The Impact of Identity Theft

Williamson explains that physician practices have had to be compliant with HIPAA privacy rules since April 2003, and security regulations since 2005. In short, if physician practices have any records that are stored electronically, employees need to be trained, and extensive policies and procedures must be in place indicating what can and cannot be done with electronic medical records. In addition, a practice must conduct a full-blown risk assessment to determine risks and vulnerabilities with regard to electronic medical records. In other words, Williamson notes, the onus is on the practice.

“[The practice] is the covered entity,” she explains. “The practice will have to notify patients if there has been a breach. So, the motivation on the part of physicians should be there.”

But is it? Are physicians putting in place the proper safeguards in the form of policies and procedures to guard against a breach? “They’re starting to,” Williamson says, but admits that more often than not, physicians are “not paying attention to [the HIPAA regulations] until they’ve had a complaint filed against them. We’re five years later and they don’t have [the compliance measures] in place.”

Williamson points out that instituting such measures can be expensive for a physician practice, though according to the Javelin Strategy & Research study, it may be more expensive to ignore it. The study found that it not only takes twice as much time to detect medical information fraud, compared with other types of identity theft, it costs $12,100 to do so, or more than twice the average cost.

No Broad-Brush Approach

Paul Smith is president and CEO of PacketMotion, a Sunnyvale, California-based firm that specializes in user-activity management and compliance, including HIPAA. He explains that limiting access to patient records could also limit the ability to provide needed care, such as when a patient visits an emergency room. “You can’t use access control to control inappropriate access,” Smith explains. “Instead, you prevent patterns of access.”

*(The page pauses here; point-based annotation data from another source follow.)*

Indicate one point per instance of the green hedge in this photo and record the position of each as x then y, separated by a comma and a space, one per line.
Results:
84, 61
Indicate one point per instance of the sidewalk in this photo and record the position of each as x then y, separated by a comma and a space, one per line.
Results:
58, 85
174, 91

The company’s PacketSentry product plugs into existing networks and allows for the monitoring of all activity. A detailed report can be run on demand showing what each person accessed, or tried to access. “We quietly sit on the network, looking at transactions across applications and across different servers, and give clients a unified picture of what transactions have occurred,” Smith explains.

Take, for example, your credit card. You might use it sparingly, but then while on a vacation 3,000 miles from home you may have the occasion to make frequent purchases. To ensure that it was you who made those purchases, your credit-card company might contact you to verify the purchases. That’s what the PacketSentry Solution does -- it monitors patterns of access and links them to specific users.

“Some tools will tell you that this IP address went to this server and touched this record,” Smith says. “But customers will tell us, ‘I can’t discipline an IT address.’ They need to know who it was. We have technology built into our product that correlates to identity.” Those reports then become documented evidence if a healthcare practitioner needs to take corrective action where an employee is concerned.

Get Outside Help

Williamson emphasizes that when physician practices look to put compliance measures in place, it’s important to bring in outside help, including lawyers and consultants, because practice staffs are already stretched thin. It’s not only costly to address compliance issues, she says, it’s time-consuming as well.

“You talk to any office manager of a physician practice and they’re doing everything as it is,” Williamson says. “Then they have the added responsibility of becoming the HIPAA privacy officer and the HIPAA security officer. And if they’re dealing with HIPAA compliance, they’re not following up on accounts receivable and billing.”